1 2 Previous Next 22 Replies Latest reply on Mar 16, 2011 8:19 AM by DaIceMan

    MSA2312i and ESX4.1 slow performance

    Syl20m Novice

      Hi all,

       

      I have a big problem of performance with my customer configuration.

      In fact we experienced very slow large files transfer rate from windows computers to windows servers VM: max transfer rate for a 2GB file is 15MB/s. I assume we must expect over 100MB/s transfer rate

       

      We used an MSA2312i with 7 disks of 450GB 15k in RAID5, 2 HP DL360g7 servers with 12 NICS as ESX4.1 servers. For having a fault tolerance, we used 2 dedicated HPprocurve 1810G for connecting the 2 iSCSI NICS of ESX's and the 2 controllers of the MSA.

      On the MSA we have 2 vdisks (1 of 2TB and 1 of 700GB)

      Our 6 VMs are running on the 2TB VMFS datastore.

       

      I made a lot of tests that puzzles me...

      _ configuring software iSCSi : no change

      _ using another switch: dlink DGS-3100: no change

      _ using Write-back or Write-through caching on the MSA volume: no change

      _ changing mutltipathing to round robin: no change

      _ changing NICS used for software iSCSI: no change

      _ installing another ESX server (different hardware) in VMWARE ESX4.0, migrating a VM to this host: no change

      _ migrating a VM in the local ESX datastore: WHAOOOOO!!! transfer rate between 50MB/s and 80MB/s

      _ configuring a server Windows 2008 ( physical) with software initiator on the MSA2312i using the same switch than ESXs. I formatted the 700GB vdisk from VMFS to NTFS in order to show it on the server: WONDERFUL, I copy a 2GB file at 80M/s in less than a minute!!!

       

      With those tests, I know that MSA is good because in windows iSCSi environnment I have no problem. But I can't explain why in Vmware environment I experienced a such poor performance?!

       

      Any help or any idea on this case will be really appreciated!

      For information, my VMWARE case is opened since 24/12/2010!!! and not closed at this time.

      An HP case was closed since a month because of our test with the windows server 2008!!!

       

      I'll give you any further information if needed!

       

      Thanks in advance,

      Sylvain

        • 1. Re: MSA2312i and ESX4.1 slow performance
          AndreTheGiant Guru
          vExpert

          Welcome to the community.

           

          Have you enabled jumbo frames?

          Have you follow HP recomended practices for configuring the environment?

           

          Andre

          • 2. Re: MSA2312i and ESX4.1 slow performance
            Syl20m Novice

            Hello Andre,

             

            Thanks for your quick response,

             

            In fact, I forgot this test in my post, but there is no change using Jumbos or not.
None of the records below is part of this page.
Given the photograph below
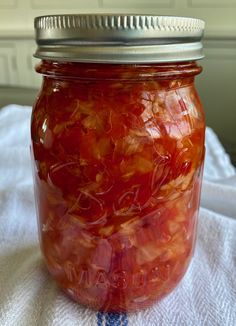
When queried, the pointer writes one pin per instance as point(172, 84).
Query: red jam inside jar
point(117, 149)
point(118, 152)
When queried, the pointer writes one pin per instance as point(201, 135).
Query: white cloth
point(29, 296)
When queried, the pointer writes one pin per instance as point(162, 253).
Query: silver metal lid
point(107, 38)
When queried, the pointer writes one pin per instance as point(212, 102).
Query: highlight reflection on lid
point(117, 38)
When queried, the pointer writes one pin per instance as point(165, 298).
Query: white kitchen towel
point(30, 297)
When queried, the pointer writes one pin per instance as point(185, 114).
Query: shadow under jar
point(118, 148)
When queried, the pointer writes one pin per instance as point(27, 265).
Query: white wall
point(217, 84)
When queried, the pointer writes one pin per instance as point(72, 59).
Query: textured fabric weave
point(29, 296)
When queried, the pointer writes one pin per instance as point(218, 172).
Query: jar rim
point(118, 38)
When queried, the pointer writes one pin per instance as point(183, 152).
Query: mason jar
point(117, 149)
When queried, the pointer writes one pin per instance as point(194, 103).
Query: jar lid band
point(105, 38)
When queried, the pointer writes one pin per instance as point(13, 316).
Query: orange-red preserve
point(118, 153)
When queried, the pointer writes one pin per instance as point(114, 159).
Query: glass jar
point(117, 148)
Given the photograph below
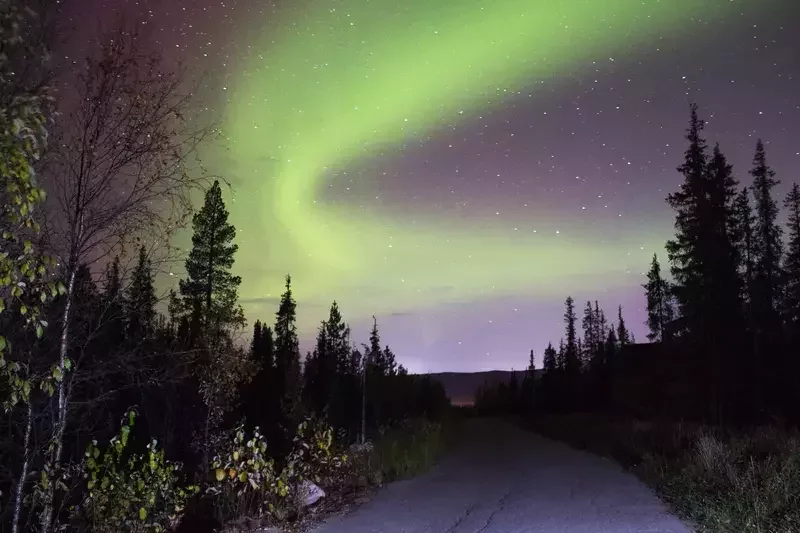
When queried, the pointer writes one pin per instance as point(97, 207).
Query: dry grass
point(722, 481)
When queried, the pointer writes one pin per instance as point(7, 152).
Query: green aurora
point(337, 83)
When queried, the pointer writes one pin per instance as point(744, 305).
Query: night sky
point(458, 167)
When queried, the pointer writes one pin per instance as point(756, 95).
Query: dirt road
point(506, 480)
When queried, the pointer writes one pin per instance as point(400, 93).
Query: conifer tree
point(255, 344)
point(766, 239)
point(623, 337)
point(590, 328)
point(287, 352)
point(659, 304)
point(744, 239)
point(600, 322)
point(791, 306)
point(373, 353)
point(683, 251)
point(549, 363)
point(141, 298)
point(114, 304)
point(531, 366)
point(338, 334)
point(210, 291)
point(703, 264)
point(571, 361)
point(318, 375)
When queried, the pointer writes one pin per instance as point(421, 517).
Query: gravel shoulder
point(502, 479)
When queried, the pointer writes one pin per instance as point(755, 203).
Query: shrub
point(247, 483)
point(723, 481)
point(128, 492)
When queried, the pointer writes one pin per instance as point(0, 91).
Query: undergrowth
point(722, 481)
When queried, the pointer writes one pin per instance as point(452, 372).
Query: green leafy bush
point(129, 492)
point(247, 483)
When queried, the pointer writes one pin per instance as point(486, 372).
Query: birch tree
point(122, 169)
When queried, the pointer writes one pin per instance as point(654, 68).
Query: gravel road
point(506, 480)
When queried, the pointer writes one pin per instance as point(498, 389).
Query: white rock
point(310, 493)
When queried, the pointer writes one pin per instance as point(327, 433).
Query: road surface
point(506, 480)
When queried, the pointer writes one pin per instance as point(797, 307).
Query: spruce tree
point(590, 329)
point(338, 334)
point(600, 322)
point(659, 304)
point(623, 337)
point(766, 240)
point(571, 360)
point(791, 305)
point(210, 291)
point(743, 239)
point(318, 378)
point(531, 370)
point(114, 304)
point(255, 344)
point(549, 363)
point(561, 356)
point(373, 353)
point(141, 298)
point(685, 251)
point(287, 352)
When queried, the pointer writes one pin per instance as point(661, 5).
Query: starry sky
point(458, 167)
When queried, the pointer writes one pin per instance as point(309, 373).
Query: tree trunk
point(61, 412)
point(364, 405)
point(20, 491)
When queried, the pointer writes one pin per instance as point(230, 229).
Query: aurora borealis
point(458, 167)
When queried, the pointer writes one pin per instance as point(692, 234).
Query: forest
point(128, 410)
point(724, 325)
point(707, 412)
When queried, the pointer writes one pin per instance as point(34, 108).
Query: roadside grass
point(412, 447)
point(722, 481)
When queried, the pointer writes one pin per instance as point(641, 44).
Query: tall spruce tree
point(549, 363)
point(791, 304)
point(600, 322)
point(659, 303)
point(141, 298)
point(623, 336)
point(685, 251)
point(210, 290)
point(766, 240)
point(338, 334)
point(287, 353)
point(590, 329)
point(744, 224)
point(703, 264)
point(114, 304)
point(571, 360)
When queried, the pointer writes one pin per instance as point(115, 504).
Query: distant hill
point(461, 386)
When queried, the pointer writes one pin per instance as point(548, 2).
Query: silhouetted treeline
point(83, 337)
point(724, 326)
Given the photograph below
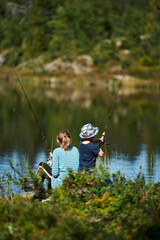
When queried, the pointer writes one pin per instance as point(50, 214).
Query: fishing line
point(30, 106)
point(104, 132)
point(112, 107)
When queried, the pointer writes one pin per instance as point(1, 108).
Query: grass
point(85, 207)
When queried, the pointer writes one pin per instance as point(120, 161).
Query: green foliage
point(86, 206)
point(70, 28)
point(146, 61)
point(104, 52)
point(126, 63)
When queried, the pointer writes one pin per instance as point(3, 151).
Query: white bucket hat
point(88, 131)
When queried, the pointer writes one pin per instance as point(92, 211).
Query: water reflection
point(133, 131)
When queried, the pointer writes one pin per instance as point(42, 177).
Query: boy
point(88, 148)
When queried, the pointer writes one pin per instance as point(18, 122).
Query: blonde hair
point(64, 139)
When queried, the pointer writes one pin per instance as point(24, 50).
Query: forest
point(105, 30)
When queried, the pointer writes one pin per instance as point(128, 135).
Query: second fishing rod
point(104, 132)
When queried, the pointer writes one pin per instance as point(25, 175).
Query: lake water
point(133, 130)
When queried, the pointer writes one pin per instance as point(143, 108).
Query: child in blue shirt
point(88, 148)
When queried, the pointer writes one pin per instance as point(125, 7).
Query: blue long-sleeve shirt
point(61, 161)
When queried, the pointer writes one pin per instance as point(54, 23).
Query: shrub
point(146, 61)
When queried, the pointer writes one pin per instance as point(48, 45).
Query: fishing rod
point(104, 132)
point(30, 106)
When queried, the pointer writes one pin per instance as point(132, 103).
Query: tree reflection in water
point(133, 130)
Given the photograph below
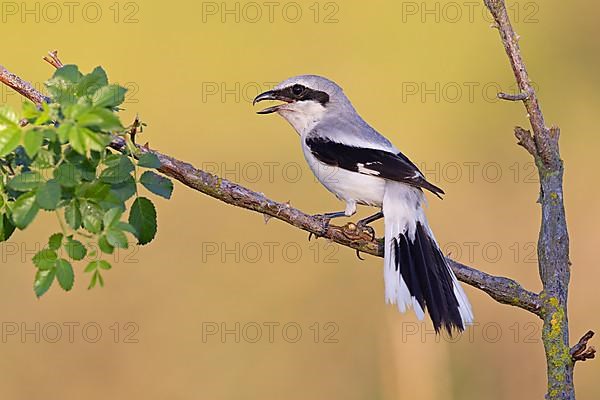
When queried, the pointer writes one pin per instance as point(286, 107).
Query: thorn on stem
point(581, 351)
point(526, 140)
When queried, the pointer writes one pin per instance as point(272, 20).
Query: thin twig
point(581, 352)
point(513, 97)
point(52, 59)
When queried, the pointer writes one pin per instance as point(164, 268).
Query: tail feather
point(416, 272)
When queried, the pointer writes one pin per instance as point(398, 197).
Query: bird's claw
point(325, 220)
point(354, 231)
point(358, 255)
point(367, 228)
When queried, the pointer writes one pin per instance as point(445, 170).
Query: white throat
point(302, 115)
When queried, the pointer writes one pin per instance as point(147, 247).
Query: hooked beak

I heard that jumbos could increase performances by 5-10% but my performances are so poor that I don't see any improvement.

             

            To configure iSCSI, I used Vmware iSCSI SAN configuration guide: www.vmware.com/pdf/vsphere4/r40/vsp_40_iscsi_san_cfg.pdf

            And Hp Storageworks MSA Best Practice: http://h20195.www2.hp.com/V2/GetPDF.aspx/4AA2-5019ENW.pdf

            • 3. Re: MSA2312i and ESX4.1 slow performance
              AndreTheGiant Guru
              vExpert

              Have you tried also to use a guest initiator inside a VM? Just to see if you reach similar performance as the physical Windows Server case?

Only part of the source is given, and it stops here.